Infection with STH and schistosomiasis is associated with inadequate sanitation and hygiene, while LF is transmitted by mosquitoes.
How do they spread?
Infection with roundworm and whipworm occurs by eating food or drink contaminated with worm eggs from faeces. For hookworm, infection usually occurs when infective larvae in soil contaminated with faeces enter the skin (commonly though the feet, legs or buttocks).
Infection with STH is associated with poverty, inadequate sanitation and hygiene, and certain behaviours such as defecating in the open.
Watch the video to learn more about STH transmission.
People become infected with schistosomes when they come into contact with fresh water that harbours parasites. Freshwater snails act as intermediate hosts for schistosomes before releasing them into the water.
Spread of schistosomiasis is linked to contamination of freshwater sources from infected people urinating in water bodies and defaecating in the open. As with STH, the underlying factors are poverty, lack of access to clean water and sanitation, and poor hygiene.
Watch the video to learn more about schistosomiasis transmission.

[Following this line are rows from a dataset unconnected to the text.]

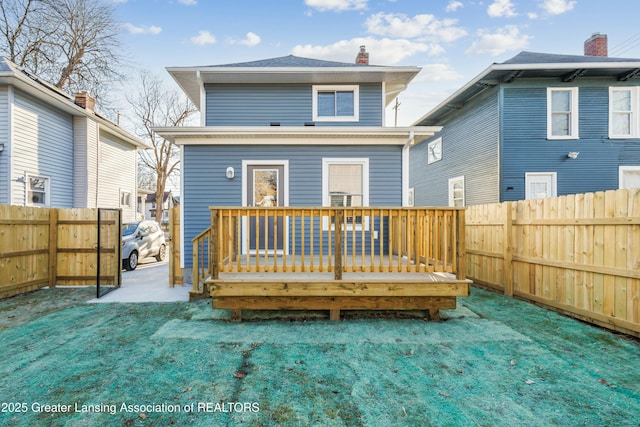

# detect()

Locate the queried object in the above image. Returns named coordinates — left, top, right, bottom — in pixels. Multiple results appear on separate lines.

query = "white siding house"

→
left=0, top=58, right=148, bottom=221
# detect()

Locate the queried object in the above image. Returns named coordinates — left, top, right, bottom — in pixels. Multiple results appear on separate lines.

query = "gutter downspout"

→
left=402, top=131, right=415, bottom=206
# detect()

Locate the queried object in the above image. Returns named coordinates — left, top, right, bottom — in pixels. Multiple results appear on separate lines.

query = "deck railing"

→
left=193, top=207, right=466, bottom=291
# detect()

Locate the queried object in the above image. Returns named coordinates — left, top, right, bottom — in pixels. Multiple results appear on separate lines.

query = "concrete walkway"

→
left=89, top=260, right=191, bottom=303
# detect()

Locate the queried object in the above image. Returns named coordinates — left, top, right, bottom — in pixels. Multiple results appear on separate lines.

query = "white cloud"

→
left=122, top=23, right=162, bottom=35
left=487, top=0, right=517, bottom=18
left=231, top=31, right=262, bottom=47
left=445, top=0, right=464, bottom=12
left=291, top=37, right=444, bottom=65
left=304, top=0, right=368, bottom=12
left=189, top=31, right=216, bottom=46
left=366, top=12, right=467, bottom=42
left=413, top=64, right=463, bottom=83
left=540, top=0, right=576, bottom=15
left=465, top=25, right=531, bottom=56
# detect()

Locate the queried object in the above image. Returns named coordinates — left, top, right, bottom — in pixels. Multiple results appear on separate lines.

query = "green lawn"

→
left=0, top=288, right=640, bottom=426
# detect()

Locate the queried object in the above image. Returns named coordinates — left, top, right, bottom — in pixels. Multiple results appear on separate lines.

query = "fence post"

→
left=49, top=208, right=58, bottom=288
left=502, top=202, right=513, bottom=297
left=333, top=209, right=344, bottom=280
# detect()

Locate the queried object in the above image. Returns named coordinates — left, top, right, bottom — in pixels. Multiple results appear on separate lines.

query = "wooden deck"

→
left=207, top=273, right=471, bottom=321
left=192, top=208, right=471, bottom=321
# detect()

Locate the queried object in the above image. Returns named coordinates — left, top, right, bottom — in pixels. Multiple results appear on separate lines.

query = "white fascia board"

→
left=153, top=126, right=442, bottom=145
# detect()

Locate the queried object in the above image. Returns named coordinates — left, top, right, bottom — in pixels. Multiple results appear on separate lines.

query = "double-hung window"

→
left=313, top=85, right=360, bottom=122
left=322, top=158, right=369, bottom=229
left=609, top=87, right=640, bottom=138
left=26, top=175, right=49, bottom=207
left=547, top=87, right=578, bottom=139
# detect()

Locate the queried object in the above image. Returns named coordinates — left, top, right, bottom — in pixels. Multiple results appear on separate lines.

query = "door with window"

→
left=245, top=164, right=285, bottom=253
left=525, top=172, right=557, bottom=199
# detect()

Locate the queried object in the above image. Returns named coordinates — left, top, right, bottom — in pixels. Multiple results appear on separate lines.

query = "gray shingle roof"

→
left=212, top=55, right=366, bottom=68
left=503, top=51, right=640, bottom=64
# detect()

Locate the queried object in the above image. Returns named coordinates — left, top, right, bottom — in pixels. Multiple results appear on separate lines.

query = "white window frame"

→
left=24, top=173, right=51, bottom=208
left=322, top=157, right=369, bottom=231
left=449, top=175, right=467, bottom=207
left=609, top=86, right=640, bottom=139
left=120, top=189, right=133, bottom=208
left=524, top=172, right=558, bottom=200
left=312, top=85, right=360, bottom=122
left=427, top=137, right=442, bottom=165
left=618, top=166, right=640, bottom=189
left=547, top=87, right=580, bottom=140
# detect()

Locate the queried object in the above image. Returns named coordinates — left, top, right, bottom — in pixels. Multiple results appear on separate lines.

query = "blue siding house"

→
left=410, top=35, right=640, bottom=206
left=156, top=51, right=439, bottom=267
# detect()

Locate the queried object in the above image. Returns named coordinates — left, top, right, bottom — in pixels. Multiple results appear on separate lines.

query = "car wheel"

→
left=156, top=245, right=167, bottom=262
left=124, top=251, right=138, bottom=271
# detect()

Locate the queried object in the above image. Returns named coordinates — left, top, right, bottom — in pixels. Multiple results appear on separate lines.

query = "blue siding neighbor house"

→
left=410, top=35, right=640, bottom=206
left=156, top=50, right=439, bottom=267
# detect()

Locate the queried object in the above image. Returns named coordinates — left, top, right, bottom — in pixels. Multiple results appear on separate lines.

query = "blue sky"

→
left=113, top=0, right=640, bottom=126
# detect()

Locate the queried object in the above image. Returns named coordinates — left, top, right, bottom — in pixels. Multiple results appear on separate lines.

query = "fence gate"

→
left=96, top=208, right=122, bottom=298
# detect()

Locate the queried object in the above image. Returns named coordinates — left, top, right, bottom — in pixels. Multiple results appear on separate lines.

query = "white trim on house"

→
left=311, top=85, right=360, bottom=122
left=240, top=160, right=289, bottom=254
left=449, top=175, right=467, bottom=207
left=609, top=86, right=640, bottom=139
left=322, top=157, right=370, bottom=231
left=153, top=126, right=442, bottom=145
left=24, top=172, right=51, bottom=208
left=547, top=87, right=580, bottom=139
left=524, top=172, right=558, bottom=200
left=618, top=166, right=640, bottom=189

People become infected with LF when mosquitoes carrying infective-stage larvae bite them. The larvae enter the skin and migrate to the lymphatic system, where they develop into adult worms over a period of 6-12 months. Once they reach adulthood, male and female worms form nests that can produce millions of microfilaria (larva-stage worms) over the course of several years. The microfilaria circulate in peripheral blood, from where it can be picked up by biting mosquitoes to continue the transmission cycle.
The distribution of LF is strongly related to environmental factors that influence the distribution of mosquito species and is particularly prevalent in areas with hot and humid climates.